„Wie im Sandkasten“
Rektoren tschechischer Hochschulen protestieren gegen selektive Einladungspraxis des Präsidenten
31. 10. 2013 - Text: Marcus HundtText: Marcus Hundt; Foto: APZ
Im Frühjahr hatte sich Präsident Zeman geweigert, den Literaturwissenschaftler Martin C. Putna zum Professor zu ernennen. Angeblich weil dieser zwei Jahre zuvor ein Plakat auf einer Homosexuellen-Parade hochgehalten hatte. Der Vorfall sorgte nicht nur in Akademikerkreisen für Unverständnis. Wenige Tage vor den Feierlichkeiten am 28. Oktober erinnerte vieles genau an diese Geschichte: Zeman hatte unter anderem die Rektoren der Universitäten auf die Prager Burg geladen, um im festlichen Rahmen der Gründung der Tschechoslowakei im Jahre 1918 zu gedenken.
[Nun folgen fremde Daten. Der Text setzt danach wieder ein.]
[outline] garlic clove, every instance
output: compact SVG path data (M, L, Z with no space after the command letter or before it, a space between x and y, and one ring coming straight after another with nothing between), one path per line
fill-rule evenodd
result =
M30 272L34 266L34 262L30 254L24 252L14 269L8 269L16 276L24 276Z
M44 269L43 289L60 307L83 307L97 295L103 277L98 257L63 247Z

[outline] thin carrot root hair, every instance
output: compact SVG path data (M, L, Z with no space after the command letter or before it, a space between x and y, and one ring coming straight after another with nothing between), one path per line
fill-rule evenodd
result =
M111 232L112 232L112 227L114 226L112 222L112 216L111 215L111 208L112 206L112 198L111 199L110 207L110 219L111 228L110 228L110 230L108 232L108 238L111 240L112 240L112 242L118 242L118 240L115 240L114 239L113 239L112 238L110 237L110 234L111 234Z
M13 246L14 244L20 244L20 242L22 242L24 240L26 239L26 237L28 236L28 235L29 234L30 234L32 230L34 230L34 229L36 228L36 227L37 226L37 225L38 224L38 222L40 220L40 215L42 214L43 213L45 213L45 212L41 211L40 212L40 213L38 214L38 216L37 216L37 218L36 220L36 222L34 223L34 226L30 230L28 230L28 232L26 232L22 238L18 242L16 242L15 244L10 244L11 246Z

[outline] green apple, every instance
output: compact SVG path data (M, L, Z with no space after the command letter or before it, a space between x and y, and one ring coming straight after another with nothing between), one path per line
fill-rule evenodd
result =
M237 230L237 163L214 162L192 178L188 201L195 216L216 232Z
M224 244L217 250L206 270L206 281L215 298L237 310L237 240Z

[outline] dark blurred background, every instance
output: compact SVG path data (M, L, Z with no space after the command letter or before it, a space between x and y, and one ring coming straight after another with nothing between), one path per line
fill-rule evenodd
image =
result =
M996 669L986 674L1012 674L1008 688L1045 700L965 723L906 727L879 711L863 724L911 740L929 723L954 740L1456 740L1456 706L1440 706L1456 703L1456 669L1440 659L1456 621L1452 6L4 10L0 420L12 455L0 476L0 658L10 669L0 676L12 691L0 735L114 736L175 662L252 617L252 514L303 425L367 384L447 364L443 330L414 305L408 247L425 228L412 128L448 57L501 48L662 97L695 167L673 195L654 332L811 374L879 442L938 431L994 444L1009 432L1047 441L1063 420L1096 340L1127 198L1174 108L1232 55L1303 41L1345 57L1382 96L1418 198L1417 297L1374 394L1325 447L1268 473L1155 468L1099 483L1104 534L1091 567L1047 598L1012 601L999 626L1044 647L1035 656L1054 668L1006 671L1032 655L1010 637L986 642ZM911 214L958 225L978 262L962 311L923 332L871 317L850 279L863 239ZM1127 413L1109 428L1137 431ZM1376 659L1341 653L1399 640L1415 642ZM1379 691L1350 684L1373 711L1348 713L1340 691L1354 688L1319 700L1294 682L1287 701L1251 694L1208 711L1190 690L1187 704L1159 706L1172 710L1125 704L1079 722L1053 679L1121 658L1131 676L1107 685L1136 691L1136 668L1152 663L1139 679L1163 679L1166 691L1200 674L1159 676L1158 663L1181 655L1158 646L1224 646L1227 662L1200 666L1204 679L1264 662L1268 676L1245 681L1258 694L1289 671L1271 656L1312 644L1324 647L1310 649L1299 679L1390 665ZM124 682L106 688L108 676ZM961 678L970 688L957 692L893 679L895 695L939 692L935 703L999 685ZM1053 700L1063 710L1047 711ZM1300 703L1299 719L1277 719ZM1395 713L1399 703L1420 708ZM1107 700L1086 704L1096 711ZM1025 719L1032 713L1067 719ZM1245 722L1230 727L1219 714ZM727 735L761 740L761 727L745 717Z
Bis hierher ein übliches Prozedere. Doch auf der Gästeliste fehlten die Namen Mikuláš Bek von der Masaryk-Universität in Brünn sowie Libor Grubhoffer, Rektor der Südböhmischen Universität in České Budějovice (Budweis).
Nicht ohne Grund: Bek hatte dem Staatsoberhaupt im September während eines Besuchs in der mährischen Großstadt einen Vortrag vor Studenten untersagt, da er fürchtete, Zeman könnte seinen Auftritt nutzen, um Wahlwerbung für die ihm nahestehende Partei SPOZ zu betreiben. In Zeiten des Wahlkampfs sollten sich laut Bek keine Politiker oder Repräsentanten des Staates auf akademisches Terrain begeben.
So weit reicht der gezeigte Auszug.